Voglio fare un bilancio dell'inverno appena trascorso soltanto sul calendario e che qui, alle mie latitudini e non per questioni metereologiche, ancora persiste, gelido e pesante. Voglio farlo con lo sguardo rivolto verso due direzioni: mio figlio, la mia famiglia, la mia 'media' classe sociale e verso il cosiddetto ceto 'alto', con cui ogni tanto mi capita di entrare in contatto.

Quella non ancora terminata e che è iniziata addirittura a ottobre non è stata, dal punto di vista della salute, una buona stagione nella mia famiglia: ogni mese, a rotazione o contemporaneamente, ci siamo presi dei malanni, a partire da Dodokko, l'anello più debole della catena, che è riuscito a frequentare il nido mediamente due settimane di fila su quattro. Ogni 15 giorni, infatti, lo ha colpito la febbre assieme alla bronchite o alla gastroenterite o altra malattia esantematica.

Tempo 48 ore e la stessa sorte è toccata ai genitori a turno o insieme, a causa - che puoi farci - dell'inevitabilità dei contatti con il figlio. Non voglio dire che la nostra è una famiglia con un sistema immunitario deficitario, anzi, quella nostra è la medesima situazione in cui vive la maggior parte delle coppie lavoratrici con prole, costrette, proprio dal fatto che non possono rinunciare al lavoro, ad affidare i figli all''asilo dell'obbligo' durante l'orario di lavoro.

Famiglie costrette, quindi, non solo ad allontanare da sé, in maniera innaturale e prematura, i figli - ma che vuoi farci se noi stessi siamo figli di questa anomala società - ma anche, successivamente a fare i conti con una nuova stagione di malattie e infezioni varie che non ricordavamo più dai tempi delle elementari e che oggi ci riprendiamo, tutte, assieme ai nostri bambini. Costrette, ancora, a riavvicinarsi a loro soltanto in tali casi d'emergenza: grazie al fatto che stiamo anche noi male e che, quindi, non possiamo recarci al lavoro oppure grazie all'utilizzo di giornate di ferie o di permessi, retribuiti o meno, per assistere i nostri piccoli cari bisognosi di cure (e qui un sentito ringraziamento speciale per tanta magnanimità va al nostro amato padrone-datore di lavoro).

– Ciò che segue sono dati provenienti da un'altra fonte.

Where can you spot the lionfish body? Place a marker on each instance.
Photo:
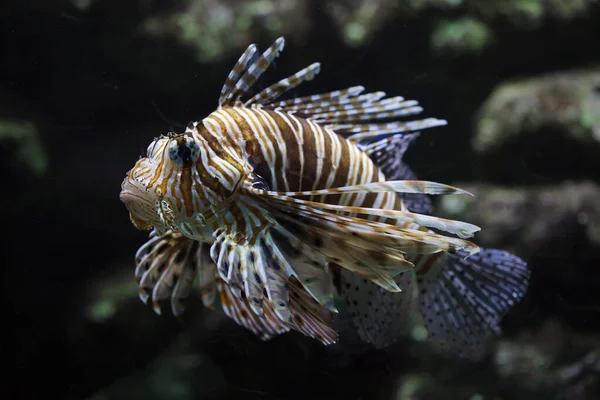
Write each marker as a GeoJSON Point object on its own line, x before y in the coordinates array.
{"type": "Point", "coordinates": [283, 207]}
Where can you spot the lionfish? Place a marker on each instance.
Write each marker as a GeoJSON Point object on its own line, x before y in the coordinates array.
{"type": "Point", "coordinates": [287, 209]}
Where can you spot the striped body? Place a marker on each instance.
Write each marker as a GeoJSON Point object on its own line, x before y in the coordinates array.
{"type": "Point", "coordinates": [278, 206]}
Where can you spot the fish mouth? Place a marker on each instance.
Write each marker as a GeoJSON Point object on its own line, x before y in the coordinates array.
{"type": "Point", "coordinates": [140, 202]}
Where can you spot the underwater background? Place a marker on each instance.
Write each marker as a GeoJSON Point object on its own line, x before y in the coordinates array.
{"type": "Point", "coordinates": [86, 84]}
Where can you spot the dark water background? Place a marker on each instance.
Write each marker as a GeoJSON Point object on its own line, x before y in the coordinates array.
{"type": "Point", "coordinates": [97, 88]}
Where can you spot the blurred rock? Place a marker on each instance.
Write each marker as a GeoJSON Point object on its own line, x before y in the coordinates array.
{"type": "Point", "coordinates": [528, 217]}
{"type": "Point", "coordinates": [550, 360]}
{"type": "Point", "coordinates": [215, 28]}
{"type": "Point", "coordinates": [22, 138]}
{"type": "Point", "coordinates": [568, 102]}
{"type": "Point", "coordinates": [465, 35]}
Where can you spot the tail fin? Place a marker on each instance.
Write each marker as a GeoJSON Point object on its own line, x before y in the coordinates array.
{"type": "Point", "coordinates": [464, 300]}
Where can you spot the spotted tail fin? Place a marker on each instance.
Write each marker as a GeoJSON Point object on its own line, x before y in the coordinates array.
{"type": "Point", "coordinates": [380, 317]}
{"type": "Point", "coordinates": [463, 300]}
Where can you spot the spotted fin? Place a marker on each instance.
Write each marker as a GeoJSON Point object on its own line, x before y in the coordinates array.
{"type": "Point", "coordinates": [379, 316]}
{"type": "Point", "coordinates": [463, 300]}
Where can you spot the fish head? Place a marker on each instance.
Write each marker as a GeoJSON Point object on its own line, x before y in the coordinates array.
{"type": "Point", "coordinates": [180, 181]}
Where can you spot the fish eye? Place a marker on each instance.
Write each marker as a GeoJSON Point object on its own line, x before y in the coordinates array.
{"type": "Point", "coordinates": [183, 151]}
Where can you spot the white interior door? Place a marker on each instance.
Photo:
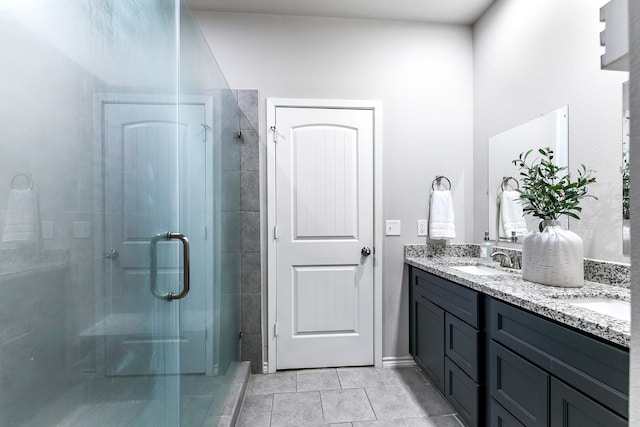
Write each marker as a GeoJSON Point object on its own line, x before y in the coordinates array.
{"type": "Point", "coordinates": [324, 215]}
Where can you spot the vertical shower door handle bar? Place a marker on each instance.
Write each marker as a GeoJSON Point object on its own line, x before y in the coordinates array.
{"type": "Point", "coordinates": [185, 265]}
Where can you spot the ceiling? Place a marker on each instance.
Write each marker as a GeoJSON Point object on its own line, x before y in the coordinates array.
{"type": "Point", "coordinates": [437, 11]}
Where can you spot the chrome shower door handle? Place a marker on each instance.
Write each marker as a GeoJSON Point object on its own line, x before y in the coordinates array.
{"type": "Point", "coordinates": [185, 265]}
{"type": "Point", "coordinates": [154, 265]}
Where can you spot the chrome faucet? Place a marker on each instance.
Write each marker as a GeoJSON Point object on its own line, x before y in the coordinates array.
{"type": "Point", "coordinates": [505, 261]}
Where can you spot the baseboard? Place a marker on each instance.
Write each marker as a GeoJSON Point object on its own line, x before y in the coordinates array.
{"type": "Point", "coordinates": [397, 362]}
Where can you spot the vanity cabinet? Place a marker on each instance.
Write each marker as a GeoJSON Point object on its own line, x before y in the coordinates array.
{"type": "Point", "coordinates": [546, 374]}
{"type": "Point", "coordinates": [445, 340]}
{"type": "Point", "coordinates": [501, 365]}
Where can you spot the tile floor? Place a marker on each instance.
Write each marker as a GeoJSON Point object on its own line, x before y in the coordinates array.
{"type": "Point", "coordinates": [345, 397]}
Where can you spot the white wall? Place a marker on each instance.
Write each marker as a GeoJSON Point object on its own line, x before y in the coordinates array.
{"type": "Point", "coordinates": [634, 386]}
{"type": "Point", "coordinates": [531, 57]}
{"type": "Point", "coordinates": [422, 74]}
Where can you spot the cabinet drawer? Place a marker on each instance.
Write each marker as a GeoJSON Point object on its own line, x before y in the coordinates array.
{"type": "Point", "coordinates": [570, 408]}
{"type": "Point", "coordinates": [462, 344]}
{"type": "Point", "coordinates": [599, 369]}
{"type": "Point", "coordinates": [456, 299]}
{"type": "Point", "coordinates": [462, 392]}
{"type": "Point", "coordinates": [519, 386]}
{"type": "Point", "coordinates": [500, 417]}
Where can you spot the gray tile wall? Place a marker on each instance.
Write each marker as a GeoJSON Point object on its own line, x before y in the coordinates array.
{"type": "Point", "coordinates": [251, 304]}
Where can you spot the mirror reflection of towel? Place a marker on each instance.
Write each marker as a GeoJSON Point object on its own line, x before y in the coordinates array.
{"type": "Point", "coordinates": [511, 216]}
{"type": "Point", "coordinates": [21, 220]}
{"type": "Point", "coordinates": [441, 220]}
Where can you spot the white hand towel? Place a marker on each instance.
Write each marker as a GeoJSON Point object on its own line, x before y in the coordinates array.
{"type": "Point", "coordinates": [441, 220]}
{"type": "Point", "coordinates": [21, 220]}
{"type": "Point", "coordinates": [511, 216]}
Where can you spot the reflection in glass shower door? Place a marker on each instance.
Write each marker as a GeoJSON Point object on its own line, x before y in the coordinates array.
{"type": "Point", "coordinates": [153, 186]}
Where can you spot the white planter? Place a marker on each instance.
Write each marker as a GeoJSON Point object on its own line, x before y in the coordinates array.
{"type": "Point", "coordinates": [553, 257]}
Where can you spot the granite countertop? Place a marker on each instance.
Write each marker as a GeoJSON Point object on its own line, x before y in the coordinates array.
{"type": "Point", "coordinates": [546, 301]}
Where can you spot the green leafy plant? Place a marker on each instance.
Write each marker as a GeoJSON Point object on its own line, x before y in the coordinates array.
{"type": "Point", "coordinates": [544, 193]}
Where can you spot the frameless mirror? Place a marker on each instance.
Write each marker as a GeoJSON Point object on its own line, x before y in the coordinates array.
{"type": "Point", "coordinates": [548, 130]}
{"type": "Point", "coordinates": [626, 223]}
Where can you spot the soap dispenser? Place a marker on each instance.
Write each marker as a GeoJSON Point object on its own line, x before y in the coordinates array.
{"type": "Point", "coordinates": [486, 248]}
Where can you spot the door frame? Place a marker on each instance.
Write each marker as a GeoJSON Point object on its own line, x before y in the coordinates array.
{"type": "Point", "coordinates": [210, 104]}
{"type": "Point", "coordinates": [376, 108]}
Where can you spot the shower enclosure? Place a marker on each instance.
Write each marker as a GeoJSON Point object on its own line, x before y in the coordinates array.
{"type": "Point", "coordinates": [119, 214]}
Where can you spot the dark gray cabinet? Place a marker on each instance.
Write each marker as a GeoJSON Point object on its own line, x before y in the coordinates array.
{"type": "Point", "coordinates": [570, 360]}
{"type": "Point", "coordinates": [445, 341]}
{"type": "Point", "coordinates": [429, 339]}
{"type": "Point", "coordinates": [502, 366]}
{"type": "Point", "coordinates": [519, 386]}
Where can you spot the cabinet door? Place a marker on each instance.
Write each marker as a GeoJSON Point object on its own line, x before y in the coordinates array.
{"type": "Point", "coordinates": [462, 392]}
{"type": "Point", "coordinates": [462, 343]}
{"type": "Point", "coordinates": [500, 417]}
{"type": "Point", "coordinates": [519, 386]}
{"type": "Point", "coordinates": [570, 408]}
{"type": "Point", "coordinates": [429, 345]}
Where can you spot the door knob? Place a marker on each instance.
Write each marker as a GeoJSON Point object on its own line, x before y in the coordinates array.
{"type": "Point", "coordinates": [111, 253]}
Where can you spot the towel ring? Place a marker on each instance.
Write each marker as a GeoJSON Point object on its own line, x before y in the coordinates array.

La seconda direzione dello sguardo del mio bilancio - avevo detto, ma non voglio dilungarmici troppo come nella prima - va verso il ceto alto, che tante volte ho avuto la fortuna di poter osservare da vicino, 'in azione' con i propri rampolli. Sto parlando di politici, imprenditori, personaggi dello sport, attori, insomma, gente in carriera che non rinuncerebbe mai a una convention, a una conferenza stampa, a una riunione, a una partita, a un provino, eccetera eccetera per star vicina ai propri figli ammalati. A questo pensano - e sono profumatamente pagate per farlo - orde di tate, prestigiose baby sitter made in UK e, in casi di emergenza, primari sempre reperibili per visite a domicilio (personalmente, di rado posso contare perfino sul mio pediatra di base e assolutamente mai di sabato o di domenica).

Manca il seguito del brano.